How long have you worked as an Auto Technician?

Blake started working out in the field in 2008 after graduating from Durham Technical College.

Did you take Shop in High School?
No. Blake thought he wanted to go into the industrial design field, so he took academic classes in high school. But he spent all his free time wrenching on his own vehicles.

“My first car that I drove while attending high school was a 1996 BMW 325i that I quickly modified and made my own. I changed the suspension to lower the vehicle, installed an exhaust system, and did tons of maintenance/repairs such as spark plugs and brakes. I installed a full sound system in the doors and trunk with an amplifier, upgraded headlights and taillights. I had it tricked out! All at the age of 16. That was the beginning of my passion!”

Why did you decide to become an auto technician?
After high school, Blake attended North Carolina State University to study industrial design, then moved towards product designs but ultimately neither resonated with him.

“I was not passionate about sitting behind a computer screen and drawing things for the rest of my life. But I have always had a passion for working on cars.” He found that he had a fascination for seeing how vehicle components and sub-systems operated and decided to change course and enrolled at Durham Technical College. Once he began his education at Durham Tech, he realized he had found his passion.

Did trade school prep you for working in the real world?
Yes, Durham Tech was “more than helpful”, says Blake. He notes that the curriculum was
75 percent hands on diagnosing and repairing vehicles and 25 percent of the time was spent inside the classroom.

Best piece of advice a mentor or instructor ever gave you?
One of Blake’s mentors an ASE Master Technician, exposed him to a heavy dose of practical skills and exposed him to a wide variety of different cars, trucks, vans and heavy-duty vehicles.
“The best advice he gave me was to be confident in myself. Say I am comfortable servicing a Honda Civic, don’t be intimidated with a BMW. The level of difficulty might be slightly higher, but they all come apart and go back together.”

How many different shops have your worked at?
Over 12 years, Blake has worked at four different independent repair shops.

What makes a good shop to work at?
“What I look for in an exceptional business is its presentation and cleanliness. My current shop - Carmedix is polished and professional. Customers want to visit Carmedix, which means that we are busy. That ranks foremost in my book.” Next Blake adds, “I also look for the attitude and presences of my fellow employees that I might be working with. The team that I work with now is phenomenal. I mean that from day one. Every person is excited to work for Carmedix, and that speaks a lot for our boss, Jay Huh.

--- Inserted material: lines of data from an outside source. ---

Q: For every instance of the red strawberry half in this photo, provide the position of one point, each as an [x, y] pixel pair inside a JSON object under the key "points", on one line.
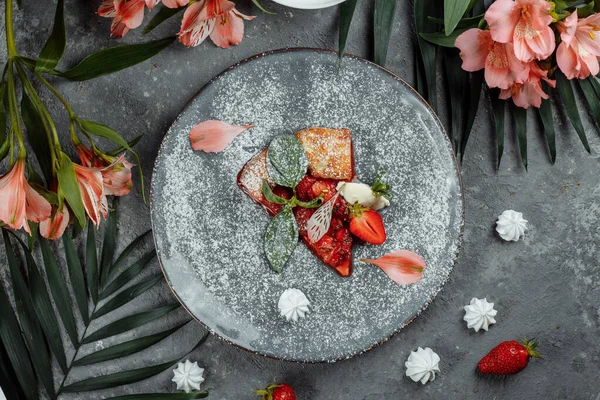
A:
{"points": [[508, 358], [277, 392], [367, 224]]}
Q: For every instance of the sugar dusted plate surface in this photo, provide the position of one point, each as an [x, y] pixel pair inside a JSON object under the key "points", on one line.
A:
{"points": [[209, 234]]}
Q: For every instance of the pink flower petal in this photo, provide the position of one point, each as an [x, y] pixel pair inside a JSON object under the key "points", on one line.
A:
{"points": [[402, 266], [214, 136]]}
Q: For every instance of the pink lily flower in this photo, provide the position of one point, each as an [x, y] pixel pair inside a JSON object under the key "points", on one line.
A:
{"points": [[126, 14], [53, 228], [116, 172], [577, 54], [402, 266], [478, 50], [19, 202], [92, 192], [215, 18], [529, 93], [214, 136], [525, 24]]}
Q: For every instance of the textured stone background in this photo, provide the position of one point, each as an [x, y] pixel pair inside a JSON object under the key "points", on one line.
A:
{"points": [[546, 285]]}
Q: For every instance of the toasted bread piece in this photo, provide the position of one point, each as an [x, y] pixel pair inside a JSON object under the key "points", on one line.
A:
{"points": [[329, 152]]}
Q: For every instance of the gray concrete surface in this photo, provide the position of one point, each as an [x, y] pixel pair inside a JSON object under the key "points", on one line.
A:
{"points": [[545, 286]]}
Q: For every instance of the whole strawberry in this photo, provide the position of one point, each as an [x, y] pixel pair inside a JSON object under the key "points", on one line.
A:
{"points": [[277, 392], [508, 358]]}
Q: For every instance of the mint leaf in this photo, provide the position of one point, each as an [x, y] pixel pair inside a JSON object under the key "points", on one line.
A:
{"points": [[270, 196], [286, 161], [281, 238]]}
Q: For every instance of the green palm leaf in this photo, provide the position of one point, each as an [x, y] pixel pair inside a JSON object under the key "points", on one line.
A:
{"points": [[59, 291], [127, 348], [130, 322]]}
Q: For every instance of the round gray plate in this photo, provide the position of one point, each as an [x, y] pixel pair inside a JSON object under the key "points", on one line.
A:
{"points": [[209, 235]]}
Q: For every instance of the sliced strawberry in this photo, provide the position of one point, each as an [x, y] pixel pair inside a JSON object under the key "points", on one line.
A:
{"points": [[366, 224]]}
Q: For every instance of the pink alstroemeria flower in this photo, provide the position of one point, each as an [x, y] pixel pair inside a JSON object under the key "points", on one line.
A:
{"points": [[92, 192], [478, 50], [525, 24], [126, 14], [116, 172], [213, 136], [19, 202], [577, 54], [53, 228], [529, 93], [402, 266], [217, 18]]}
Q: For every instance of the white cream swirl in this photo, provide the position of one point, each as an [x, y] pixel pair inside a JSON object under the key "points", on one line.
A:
{"points": [[479, 314], [293, 304], [511, 225]]}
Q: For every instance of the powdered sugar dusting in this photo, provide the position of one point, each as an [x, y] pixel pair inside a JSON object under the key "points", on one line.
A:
{"points": [[209, 234]]}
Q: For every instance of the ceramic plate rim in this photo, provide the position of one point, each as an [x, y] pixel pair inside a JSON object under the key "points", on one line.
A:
{"points": [[450, 149]]}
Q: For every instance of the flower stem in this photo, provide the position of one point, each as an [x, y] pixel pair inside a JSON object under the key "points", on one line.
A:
{"points": [[10, 33]]}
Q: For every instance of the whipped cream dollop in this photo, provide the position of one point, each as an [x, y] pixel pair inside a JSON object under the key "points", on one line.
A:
{"points": [[188, 376], [293, 304], [422, 365], [358, 192], [511, 225], [479, 314]]}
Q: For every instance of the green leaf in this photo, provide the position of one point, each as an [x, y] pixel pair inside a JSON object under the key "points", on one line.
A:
{"points": [[426, 50], [270, 196], [161, 16], [520, 117], [108, 246], [475, 85], [129, 322], [126, 276], [121, 149], [545, 112], [281, 238], [123, 378], [97, 129], [10, 334], [162, 396], [114, 59], [567, 97], [498, 106], [125, 253], [261, 8], [126, 348], [32, 332], [126, 296], [384, 18], [69, 188], [59, 291], [43, 308], [76, 277], [454, 10], [55, 46], [346, 14], [36, 135], [91, 263], [286, 161], [441, 39]]}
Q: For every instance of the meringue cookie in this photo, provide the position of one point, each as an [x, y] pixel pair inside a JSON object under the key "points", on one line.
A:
{"points": [[293, 304], [188, 376], [511, 225], [422, 365], [479, 314]]}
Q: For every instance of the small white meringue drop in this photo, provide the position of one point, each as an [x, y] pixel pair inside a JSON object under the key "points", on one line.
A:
{"points": [[511, 225], [293, 304], [479, 314], [188, 376], [422, 365]]}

Right off the bat I knew that this would be a great place to be.”

If you could have a “Do Over” would you still be an Auto Technician?
Blake is absolutely satisfied that he wrenches cars and trucks for a living. But he wishes he would have started down his path earlier.

What ASE Certifications do you have? Do you have any Vehicle specific certifications from working at a dealership?
As of today, Blake holds four certifications: A1-engine repair, A4-suspension and steering, A5-brake systems and A6-electrical. None of these tests were easy for Blake but he studies hard and is proud to have passed the tests to get his certifications. He is grateful that the tech school he attended drove home math and computer sciences which are important to working on cars. Blake feels that understanding “Electrical systems are crucial, especially nowadays with how advanced vehicles are. There’s a separate certification for hybrids, which I’m interested in taking. Being familiar with electronics is key because, in a shop setting, I notice some shops do not possess the talent or information with their techs to replace the correct part. What ends up happening is that it costs the shop and customer more instead of actually identifying of what is the root cause. In layman’s terms, having that electrical certification is going to help the tech with diagnostics, which is extremely important nowadays.”

What are the top challenges you face being an automotive technician?
“I would say that the big hurdle for techs are the tools. We see newer vehicles that require a one-off tool that you will never use ever again but only on this car to keep an object in place while you repair it. So, the hardest things that I see are just keeping up on updates with vehicles and the tools. Other than that, the knowledge is still the same, it's just how are we going to apply it.”

What do you enjoy most about being an automotive technician?
“Anything the has moving parts, anything that flows, anything that propels all put together is a most enjoyable experience.”

Advice to new techs
Regarding getting your ASE Certifications, “the most valuable and approachable certification that someone should begin with is engine repair. A1, the engine repair segment is extremely helpful. That is the broadest certification that allows someone to gain familiarity with cooling repair, lubrication systems such as the oil pump.”